All have sinned: one of those key texts I was taught to remember to prove that all are condemned and in need of salvation. The context to the text is the failure of both Jew and Gentile to attain righteousness. The core argument is not to present a proof text but to maintain universal failure, whether Jew or Gentile. We could translate ‘all’ as ‘both’ – both Jew and Gentile have sinned. And sin, Paul says, is to fall short of the glory of God. That is the part that interests me. ‘Glory’ so often taken to mean some transcendent place or experience that is somehow other than down here and visible. There are experiences that are out there; there are texts that speak of seeing the glory of God but it seems in this context Paul is suggesting that ‘glory’ is something very human and very visible. In line with this John says of Jesus that we saw his glory, full of grace and truth. We can use the term ‘glory’of something transcendent, but in the NT glory is incarnated and has content.
Both have sinned; they have failed to manifest the glory of God. Jews with all their advantages (Rom. 3:2) failed to manifest the glory. For this Jesus is clearly the Saviour of the Jew, and because of that, Saviour of the world, for Gentiles too have failed to reveal glory. Glory then is something that is very human and very down to earth – or was meant to be. In 1 Corinthians 11 in Paul’s writing about men and women, and however we work it out he certainly does nothing to limit potential function, he uses the term ‘glory’ applying it both to males and females. There are probably some quotes flying around there rather than simply Paul’s own teaching and wording but it again shows that glory is not simply an attribute of God. We are not simply meant to have an experience of entering into the glory but are called to manifest his glory. Failing to do so is to sin, to miss the mark (the word also being an archery term) not simply in terms of the guilt of not coming up to the legal standard required, but of failing to live humanly.
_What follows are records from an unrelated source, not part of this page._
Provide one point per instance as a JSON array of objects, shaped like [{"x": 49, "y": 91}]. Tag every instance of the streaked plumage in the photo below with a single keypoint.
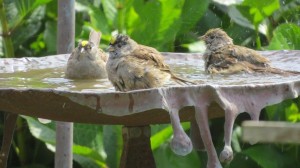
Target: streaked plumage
[
  {"x": 222, "y": 56},
  {"x": 133, "y": 66},
  {"x": 87, "y": 61}
]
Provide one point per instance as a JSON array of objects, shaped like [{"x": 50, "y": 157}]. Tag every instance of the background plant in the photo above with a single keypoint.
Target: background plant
[{"x": 28, "y": 28}]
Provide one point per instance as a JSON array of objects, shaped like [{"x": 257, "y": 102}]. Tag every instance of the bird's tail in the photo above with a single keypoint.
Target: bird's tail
[
  {"x": 281, "y": 71},
  {"x": 182, "y": 80}
]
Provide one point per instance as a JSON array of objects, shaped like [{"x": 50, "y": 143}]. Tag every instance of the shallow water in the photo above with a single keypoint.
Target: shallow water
[{"x": 191, "y": 69}]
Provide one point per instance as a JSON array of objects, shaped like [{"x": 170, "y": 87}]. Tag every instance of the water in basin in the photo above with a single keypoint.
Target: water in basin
[{"x": 192, "y": 69}]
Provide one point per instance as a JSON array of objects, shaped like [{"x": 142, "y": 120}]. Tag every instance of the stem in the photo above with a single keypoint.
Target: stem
[
  {"x": 8, "y": 45},
  {"x": 21, "y": 141},
  {"x": 258, "y": 42}
]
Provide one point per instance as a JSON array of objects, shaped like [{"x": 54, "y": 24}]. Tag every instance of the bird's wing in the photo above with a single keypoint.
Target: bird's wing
[
  {"x": 154, "y": 58},
  {"x": 151, "y": 55},
  {"x": 133, "y": 73},
  {"x": 95, "y": 37}
]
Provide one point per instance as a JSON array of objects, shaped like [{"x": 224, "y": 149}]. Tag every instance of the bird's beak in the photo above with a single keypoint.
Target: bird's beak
[
  {"x": 82, "y": 49},
  {"x": 110, "y": 48},
  {"x": 201, "y": 38}
]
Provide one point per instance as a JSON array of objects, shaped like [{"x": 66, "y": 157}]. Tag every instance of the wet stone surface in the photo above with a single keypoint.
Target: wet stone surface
[{"x": 48, "y": 72}]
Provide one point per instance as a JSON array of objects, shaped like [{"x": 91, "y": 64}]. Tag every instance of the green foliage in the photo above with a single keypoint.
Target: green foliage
[
  {"x": 87, "y": 135},
  {"x": 286, "y": 36},
  {"x": 257, "y": 11},
  {"x": 29, "y": 29}
]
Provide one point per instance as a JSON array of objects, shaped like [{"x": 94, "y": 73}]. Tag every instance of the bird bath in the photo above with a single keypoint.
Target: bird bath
[{"x": 37, "y": 87}]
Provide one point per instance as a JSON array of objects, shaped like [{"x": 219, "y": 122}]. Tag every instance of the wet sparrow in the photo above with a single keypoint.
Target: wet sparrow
[
  {"x": 133, "y": 66},
  {"x": 222, "y": 56},
  {"x": 87, "y": 61}
]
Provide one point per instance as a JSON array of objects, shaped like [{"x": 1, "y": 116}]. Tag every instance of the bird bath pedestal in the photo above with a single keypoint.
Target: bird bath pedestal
[{"x": 96, "y": 102}]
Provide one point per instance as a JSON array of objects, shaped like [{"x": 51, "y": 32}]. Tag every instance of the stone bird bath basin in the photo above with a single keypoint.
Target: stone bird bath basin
[{"x": 36, "y": 87}]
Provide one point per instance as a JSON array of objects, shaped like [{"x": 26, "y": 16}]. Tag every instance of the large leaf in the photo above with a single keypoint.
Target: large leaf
[
  {"x": 285, "y": 36},
  {"x": 46, "y": 133},
  {"x": 267, "y": 156},
  {"x": 192, "y": 11},
  {"x": 158, "y": 22},
  {"x": 257, "y": 10}
]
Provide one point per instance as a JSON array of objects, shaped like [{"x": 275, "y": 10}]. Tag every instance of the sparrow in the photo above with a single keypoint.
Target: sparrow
[
  {"x": 223, "y": 57},
  {"x": 132, "y": 66},
  {"x": 87, "y": 61}
]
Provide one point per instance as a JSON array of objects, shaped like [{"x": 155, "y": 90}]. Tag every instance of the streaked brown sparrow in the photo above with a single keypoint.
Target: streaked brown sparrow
[
  {"x": 132, "y": 66},
  {"x": 87, "y": 61},
  {"x": 222, "y": 56}
]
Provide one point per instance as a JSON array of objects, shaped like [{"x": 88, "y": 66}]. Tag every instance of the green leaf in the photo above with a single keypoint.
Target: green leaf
[
  {"x": 99, "y": 21},
  {"x": 164, "y": 135},
  {"x": 285, "y": 36},
  {"x": 257, "y": 10},
  {"x": 50, "y": 35},
  {"x": 192, "y": 11},
  {"x": 112, "y": 137},
  {"x": 160, "y": 28},
  {"x": 267, "y": 156},
  {"x": 29, "y": 27},
  {"x": 83, "y": 134}
]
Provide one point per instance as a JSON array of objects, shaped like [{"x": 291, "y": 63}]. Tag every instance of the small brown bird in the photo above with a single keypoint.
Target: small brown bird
[
  {"x": 87, "y": 61},
  {"x": 222, "y": 56},
  {"x": 133, "y": 66}
]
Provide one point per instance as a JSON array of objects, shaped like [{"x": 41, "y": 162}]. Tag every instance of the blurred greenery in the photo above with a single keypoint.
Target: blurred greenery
[{"x": 28, "y": 28}]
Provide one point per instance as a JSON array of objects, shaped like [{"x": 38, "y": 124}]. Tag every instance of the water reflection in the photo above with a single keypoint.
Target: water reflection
[{"x": 190, "y": 69}]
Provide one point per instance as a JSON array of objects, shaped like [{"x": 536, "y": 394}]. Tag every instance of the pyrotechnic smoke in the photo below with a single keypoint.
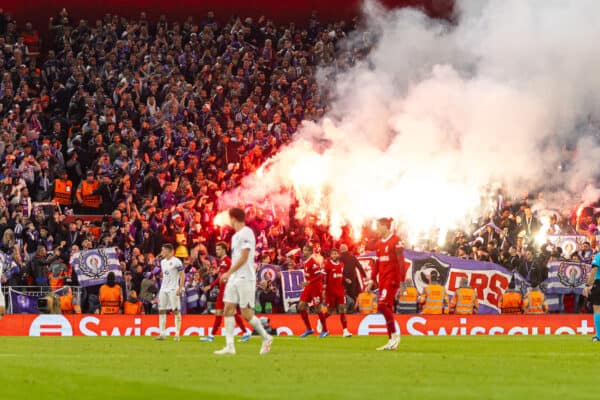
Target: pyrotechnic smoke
[{"x": 507, "y": 95}]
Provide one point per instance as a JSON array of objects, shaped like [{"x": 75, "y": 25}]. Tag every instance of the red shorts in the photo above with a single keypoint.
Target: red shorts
[
  {"x": 335, "y": 299},
  {"x": 220, "y": 304},
  {"x": 387, "y": 294},
  {"x": 312, "y": 293}
]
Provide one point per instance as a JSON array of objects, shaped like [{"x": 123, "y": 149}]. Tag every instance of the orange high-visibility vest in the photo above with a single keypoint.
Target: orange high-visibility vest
[
  {"x": 66, "y": 304},
  {"x": 367, "y": 303},
  {"x": 534, "y": 303},
  {"x": 407, "y": 300},
  {"x": 63, "y": 190},
  {"x": 89, "y": 199},
  {"x": 110, "y": 299},
  {"x": 433, "y": 299},
  {"x": 130, "y": 308},
  {"x": 57, "y": 282},
  {"x": 464, "y": 301},
  {"x": 511, "y": 303}
]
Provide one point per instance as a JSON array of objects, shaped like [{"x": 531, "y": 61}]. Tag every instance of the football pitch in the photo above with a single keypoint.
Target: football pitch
[{"x": 497, "y": 367}]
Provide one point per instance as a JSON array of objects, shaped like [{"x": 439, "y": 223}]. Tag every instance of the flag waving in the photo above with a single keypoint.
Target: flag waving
[{"x": 92, "y": 266}]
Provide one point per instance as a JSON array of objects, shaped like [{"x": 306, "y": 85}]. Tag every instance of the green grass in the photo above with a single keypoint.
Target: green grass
[{"x": 334, "y": 368}]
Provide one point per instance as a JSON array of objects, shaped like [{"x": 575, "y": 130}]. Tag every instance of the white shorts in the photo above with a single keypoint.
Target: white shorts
[
  {"x": 169, "y": 301},
  {"x": 241, "y": 292}
]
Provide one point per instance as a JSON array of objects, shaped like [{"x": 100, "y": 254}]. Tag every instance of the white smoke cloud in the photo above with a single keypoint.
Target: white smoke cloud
[{"x": 440, "y": 111}]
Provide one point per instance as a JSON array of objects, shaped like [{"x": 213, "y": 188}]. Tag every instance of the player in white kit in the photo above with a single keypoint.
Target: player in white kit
[
  {"x": 169, "y": 296},
  {"x": 2, "y": 303},
  {"x": 241, "y": 283}
]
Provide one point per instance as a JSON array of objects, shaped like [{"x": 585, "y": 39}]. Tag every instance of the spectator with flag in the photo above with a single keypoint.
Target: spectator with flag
[{"x": 592, "y": 291}]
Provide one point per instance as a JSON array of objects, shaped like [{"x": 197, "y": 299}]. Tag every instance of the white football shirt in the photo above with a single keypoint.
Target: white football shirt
[
  {"x": 243, "y": 239},
  {"x": 170, "y": 269}
]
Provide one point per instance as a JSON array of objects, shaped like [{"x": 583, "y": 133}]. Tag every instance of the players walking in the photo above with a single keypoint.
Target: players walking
[
  {"x": 241, "y": 283},
  {"x": 333, "y": 292},
  {"x": 169, "y": 296},
  {"x": 387, "y": 275}
]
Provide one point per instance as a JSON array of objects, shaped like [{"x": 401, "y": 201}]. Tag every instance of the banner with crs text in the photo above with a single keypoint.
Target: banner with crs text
[
  {"x": 489, "y": 280},
  {"x": 291, "y": 287},
  {"x": 92, "y": 266},
  {"x": 291, "y": 324}
]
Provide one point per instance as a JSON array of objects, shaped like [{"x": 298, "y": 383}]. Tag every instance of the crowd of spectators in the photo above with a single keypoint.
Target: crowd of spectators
[{"x": 145, "y": 124}]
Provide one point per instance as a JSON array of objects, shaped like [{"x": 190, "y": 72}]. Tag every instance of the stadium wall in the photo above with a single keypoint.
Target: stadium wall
[
  {"x": 38, "y": 12},
  {"x": 198, "y": 325}
]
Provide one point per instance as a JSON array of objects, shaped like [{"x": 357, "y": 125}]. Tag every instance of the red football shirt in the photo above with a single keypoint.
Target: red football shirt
[
  {"x": 390, "y": 261},
  {"x": 313, "y": 273},
  {"x": 334, "y": 272}
]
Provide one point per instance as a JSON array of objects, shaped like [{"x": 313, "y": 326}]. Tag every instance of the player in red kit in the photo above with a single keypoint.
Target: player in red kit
[
  {"x": 313, "y": 288},
  {"x": 224, "y": 265},
  {"x": 387, "y": 275},
  {"x": 334, "y": 293}
]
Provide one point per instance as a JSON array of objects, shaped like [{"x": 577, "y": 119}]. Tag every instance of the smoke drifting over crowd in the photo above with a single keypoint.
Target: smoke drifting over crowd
[{"x": 508, "y": 94}]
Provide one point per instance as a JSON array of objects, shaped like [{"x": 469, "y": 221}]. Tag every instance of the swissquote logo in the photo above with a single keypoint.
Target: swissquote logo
[
  {"x": 373, "y": 324},
  {"x": 50, "y": 325}
]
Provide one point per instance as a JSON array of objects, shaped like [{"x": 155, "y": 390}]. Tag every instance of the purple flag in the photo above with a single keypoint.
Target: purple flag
[{"x": 22, "y": 303}]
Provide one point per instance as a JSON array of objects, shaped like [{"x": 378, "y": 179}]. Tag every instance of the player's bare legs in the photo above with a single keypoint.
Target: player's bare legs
[
  {"x": 177, "y": 324},
  {"x": 303, "y": 311},
  {"x": 162, "y": 324},
  {"x": 248, "y": 314},
  {"x": 341, "y": 310}
]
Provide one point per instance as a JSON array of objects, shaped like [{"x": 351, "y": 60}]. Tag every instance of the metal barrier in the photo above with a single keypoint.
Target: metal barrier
[{"x": 41, "y": 293}]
C.S. Lewis (an Anglican hence his sacramental context in the quote below) wrote of the holiness that is present in another human being:
Next to the Blessed Sacrament itself, your neighbor is the holiest object presented to your senses.
God has invested himself into humanity, and perhaps we could even say divested herself into humanity. To live humanly, to honour humanity, to help create and hold shapes that allow people to live humanly is to reveal glory. Every time we do not do that we do not act humanly and as much as we prevent others from acting thus we act demonically. The demonic is not presented as the antithesis of God but as the antithesis of humanity. The crisis of the present, the imminent collapse of certain ways that have been constructed are the fruit of the dehumanising culture that has sadly been nurtured.
Big issues need big solutions. Yet those solutions probably begin closer at hand than we think. A commitment to humanity will both manifest God’s glory and pull others toward the same. Although salvation by works is rejected there is such a call to live rightly – to do good.
There will be trouble and distress for every human being who does evil: first for the Jew, then for the Gentile; but glory, honor and peace for everyone who does good: first for the Jew, then for the Gentile. For God does not show favoritism (Rom. 2: 9-11).
For us who claim to have made a commitment to God there is an even stronger requirement on us that we also make a commitment to humanity. Let the glory return!